The terms of a covenant not to compete in the employment context are critical to its enforceability. An excellent resource to help you become familiar with noncompete cases and covenant terms is chapter 15, "Post Employment Competition," in Wisconsin Employment Law, published by the State Bar of Wisconsin (3rd Edition, 2004). Follow these steps when drafting covenants not to compete in the employment context.
Wisconsin Lawyer
Vol. 79, No. 5, May
2006
Hints to Drafting Enforceable Covenants Not to Compete
Employment Context
The terms of a covenant not to compete in the employment context are
critical to its enforceability. An excellent resource to help you become
familiar with noncompete cases and covenant terms is chapter 15, "Post
Employment Competition," in Wisconsin Employment Law, published
by the State Bar of Wisconsin (3rd Edition, 2004). Follow these steps
when drafting covenants not to compete in the employment context:
- Thoroughly investigate the employer's business and the jobs of the
employees who will be asked to sign the covenant. What interests is the
employer seeking to protect? What information and experience will the
employee obtain that can be used to compete with the employer?
- Ensure that the covenant contains the contractual element of
consideration. With current employees, it may be wise to condition a
promotion, bonus, or other compensation on the execution of a
covenant.
- It is not sufficient to merely tailor the covenant to the particular
type of business or the particular employer. You need to consider each
type of employee, and each individual employee, because what is a
reasonable covenant for one type of employee or individual employee may
not be reasonable for another. For example, many insurance companies
will want to prevent both sales people and managers from competing, but
each type of employee has access to different information and has
different relationships to the business's customers. As a result, a
covenant that is reasonable for managers will not necessarily be
reasonable for sales people, and vice versa.
- Use a separate agreement to cover items of information that qualify
as trade secrets under the Uniform Trade Secrets Act, Wis. Stat. section
134.90. In contrast to Wis. Stat. section 103.465, which covers
covenants not to compete, the Uniform Trade Secrets Act protects trade
secrets regardless of any time or geographic limits.

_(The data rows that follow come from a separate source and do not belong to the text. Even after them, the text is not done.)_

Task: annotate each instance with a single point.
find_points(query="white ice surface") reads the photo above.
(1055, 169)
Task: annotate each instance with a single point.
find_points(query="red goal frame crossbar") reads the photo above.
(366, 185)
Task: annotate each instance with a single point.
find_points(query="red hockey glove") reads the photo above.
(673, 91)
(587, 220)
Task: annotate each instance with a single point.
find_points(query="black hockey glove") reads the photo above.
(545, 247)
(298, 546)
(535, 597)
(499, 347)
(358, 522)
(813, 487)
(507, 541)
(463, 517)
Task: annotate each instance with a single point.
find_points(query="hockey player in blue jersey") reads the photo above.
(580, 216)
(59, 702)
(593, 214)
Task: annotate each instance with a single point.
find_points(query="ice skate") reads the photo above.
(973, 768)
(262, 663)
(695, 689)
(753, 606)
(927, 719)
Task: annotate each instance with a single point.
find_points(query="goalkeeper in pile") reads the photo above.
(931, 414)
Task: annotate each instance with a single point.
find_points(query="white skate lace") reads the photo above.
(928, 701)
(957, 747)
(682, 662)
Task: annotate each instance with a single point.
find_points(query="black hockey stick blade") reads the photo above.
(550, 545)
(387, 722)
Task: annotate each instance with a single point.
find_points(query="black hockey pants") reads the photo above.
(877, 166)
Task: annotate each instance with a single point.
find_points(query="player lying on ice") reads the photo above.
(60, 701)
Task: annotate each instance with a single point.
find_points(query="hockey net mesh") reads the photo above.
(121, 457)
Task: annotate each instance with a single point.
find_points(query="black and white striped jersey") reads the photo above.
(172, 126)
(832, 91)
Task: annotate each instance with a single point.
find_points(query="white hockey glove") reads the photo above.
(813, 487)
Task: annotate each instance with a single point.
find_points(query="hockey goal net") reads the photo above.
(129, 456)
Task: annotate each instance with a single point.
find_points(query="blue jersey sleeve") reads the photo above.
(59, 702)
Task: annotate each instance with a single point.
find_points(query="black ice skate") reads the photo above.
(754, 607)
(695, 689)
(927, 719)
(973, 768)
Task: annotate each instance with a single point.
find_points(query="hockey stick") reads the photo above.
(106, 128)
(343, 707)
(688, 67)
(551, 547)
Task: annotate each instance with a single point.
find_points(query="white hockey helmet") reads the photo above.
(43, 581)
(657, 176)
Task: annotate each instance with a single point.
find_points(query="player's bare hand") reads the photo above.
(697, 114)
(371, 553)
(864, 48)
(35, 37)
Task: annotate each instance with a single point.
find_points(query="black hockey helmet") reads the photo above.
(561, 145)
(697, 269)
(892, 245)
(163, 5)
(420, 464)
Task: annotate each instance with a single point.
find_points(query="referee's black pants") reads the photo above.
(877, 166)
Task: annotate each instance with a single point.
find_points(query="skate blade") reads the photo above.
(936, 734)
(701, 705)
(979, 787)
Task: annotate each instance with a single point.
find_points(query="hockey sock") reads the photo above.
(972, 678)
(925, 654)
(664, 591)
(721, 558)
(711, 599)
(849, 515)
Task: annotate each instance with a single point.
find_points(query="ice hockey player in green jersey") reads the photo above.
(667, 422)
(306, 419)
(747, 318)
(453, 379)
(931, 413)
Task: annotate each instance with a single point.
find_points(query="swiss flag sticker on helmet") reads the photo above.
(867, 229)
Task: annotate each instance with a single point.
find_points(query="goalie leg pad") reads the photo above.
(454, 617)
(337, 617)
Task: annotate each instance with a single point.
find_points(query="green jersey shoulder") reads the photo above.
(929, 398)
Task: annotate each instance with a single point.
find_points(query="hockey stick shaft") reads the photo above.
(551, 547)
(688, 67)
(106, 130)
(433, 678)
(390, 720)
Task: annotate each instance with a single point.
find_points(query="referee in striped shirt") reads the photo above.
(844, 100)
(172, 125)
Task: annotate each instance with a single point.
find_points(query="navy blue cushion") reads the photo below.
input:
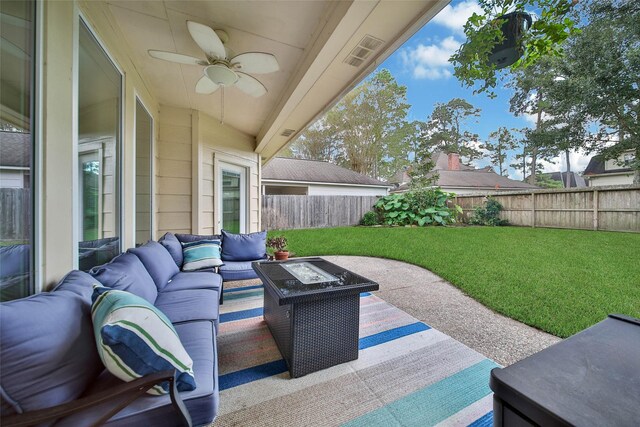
(237, 270)
(157, 261)
(185, 238)
(173, 246)
(189, 304)
(194, 280)
(244, 247)
(199, 340)
(127, 273)
(48, 353)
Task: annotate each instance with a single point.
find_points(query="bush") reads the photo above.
(489, 214)
(370, 218)
(420, 207)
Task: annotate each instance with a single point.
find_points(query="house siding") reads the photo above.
(173, 171)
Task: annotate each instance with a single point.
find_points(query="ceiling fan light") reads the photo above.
(221, 75)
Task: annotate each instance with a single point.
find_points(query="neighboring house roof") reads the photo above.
(15, 149)
(469, 177)
(596, 166)
(301, 170)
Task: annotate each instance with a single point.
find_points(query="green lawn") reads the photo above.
(560, 281)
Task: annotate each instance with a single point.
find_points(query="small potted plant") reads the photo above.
(279, 246)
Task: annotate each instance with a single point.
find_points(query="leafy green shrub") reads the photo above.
(370, 218)
(420, 207)
(489, 214)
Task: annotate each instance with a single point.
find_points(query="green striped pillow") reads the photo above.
(135, 339)
(201, 254)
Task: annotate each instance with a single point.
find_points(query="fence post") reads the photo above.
(595, 210)
(533, 210)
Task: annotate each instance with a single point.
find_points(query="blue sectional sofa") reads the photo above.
(48, 353)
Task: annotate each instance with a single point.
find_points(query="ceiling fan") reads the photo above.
(219, 69)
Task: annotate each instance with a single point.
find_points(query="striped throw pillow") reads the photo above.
(135, 339)
(201, 254)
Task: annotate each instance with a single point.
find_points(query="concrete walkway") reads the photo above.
(438, 303)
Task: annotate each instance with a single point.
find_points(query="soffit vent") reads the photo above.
(363, 50)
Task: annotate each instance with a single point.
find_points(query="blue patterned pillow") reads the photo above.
(135, 339)
(201, 254)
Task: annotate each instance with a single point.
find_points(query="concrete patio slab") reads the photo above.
(438, 303)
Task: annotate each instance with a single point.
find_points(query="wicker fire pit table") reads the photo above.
(312, 308)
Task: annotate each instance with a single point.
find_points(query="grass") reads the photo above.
(560, 281)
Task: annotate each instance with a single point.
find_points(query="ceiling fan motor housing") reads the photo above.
(221, 75)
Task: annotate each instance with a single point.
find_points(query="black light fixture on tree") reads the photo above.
(510, 49)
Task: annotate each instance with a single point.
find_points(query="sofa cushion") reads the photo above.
(127, 273)
(201, 254)
(97, 252)
(173, 246)
(47, 349)
(189, 305)
(194, 280)
(237, 270)
(157, 261)
(135, 339)
(14, 260)
(199, 341)
(183, 238)
(244, 247)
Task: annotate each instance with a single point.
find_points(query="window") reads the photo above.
(99, 140)
(144, 142)
(16, 148)
(232, 205)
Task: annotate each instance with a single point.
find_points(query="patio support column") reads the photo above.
(196, 174)
(595, 210)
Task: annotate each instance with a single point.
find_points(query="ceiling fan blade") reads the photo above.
(250, 86)
(207, 39)
(176, 57)
(205, 86)
(256, 62)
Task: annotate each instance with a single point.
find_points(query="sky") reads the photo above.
(422, 65)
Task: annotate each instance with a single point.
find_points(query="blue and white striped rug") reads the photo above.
(407, 374)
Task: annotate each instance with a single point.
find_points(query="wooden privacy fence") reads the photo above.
(280, 212)
(615, 208)
(15, 213)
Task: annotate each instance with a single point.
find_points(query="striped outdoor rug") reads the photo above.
(407, 374)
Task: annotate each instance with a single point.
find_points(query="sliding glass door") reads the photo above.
(232, 206)
(99, 140)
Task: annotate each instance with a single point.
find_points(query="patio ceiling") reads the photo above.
(311, 40)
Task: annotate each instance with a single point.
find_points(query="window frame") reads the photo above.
(80, 19)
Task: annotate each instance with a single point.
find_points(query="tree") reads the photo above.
(554, 25)
(421, 171)
(315, 143)
(444, 130)
(366, 131)
(600, 86)
(499, 143)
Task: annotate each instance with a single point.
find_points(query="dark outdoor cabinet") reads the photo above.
(589, 379)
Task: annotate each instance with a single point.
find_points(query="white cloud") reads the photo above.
(454, 17)
(430, 61)
(579, 162)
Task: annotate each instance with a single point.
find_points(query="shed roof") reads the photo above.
(302, 170)
(596, 166)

- When possible, use a traditional noncompete. The statute governing
employee covenants not to compete is directed at the traditional
noncompete, and trial courts find these types of agreements the easiest
to understand. In contrast to a traditional noncompete, enforceable
confidentiality and nonsolicitation agreements are more difficult to
structure.
- Draft the covenant narrowly to increase the likelihood that it will
be enforced. Inform your client that the mere existence of a covenant
not to compete oftentimes is enough to intimidate an employee from
competing.
Business Context
The terms of a covenant not to compete in the business sale context
usually are not crucial, because: 1) often the seller is retiring, or at
least retiring from the type of business being sold, and therefore is
not particularly concerned about the terms and almost never ends up
competing with the buyer; and 2) the court has the discretion to amend
the covenant and will enforce it "to the extent necessary and reasonable
under the circumstances."
Follow these steps when drafting covenants not to compete in the
business sale context:
- If the seller will remain in business in the same geographic area as
the buyer, carefully draft the definition of the business in which the
seller is prohibited from being involved to protect both parties'
interests.
- Use the traditional noncompete for the sale of a business with a
local customer base, such as a restaurant. It usually is not necessary
to include nonsolicitation or confidentiality clauses with these
sales.
- With businesses whose customers do not come from a defined
geographical area, such as Internet-based businesses, use of a
nonsolicitation covenant, a confidentiality covenant, or a combination
of the two may be necessary to protect the parties' interests. In sales
of these types of business, it is critical to define which customers are
not to be solicited and what information the seller cannot use.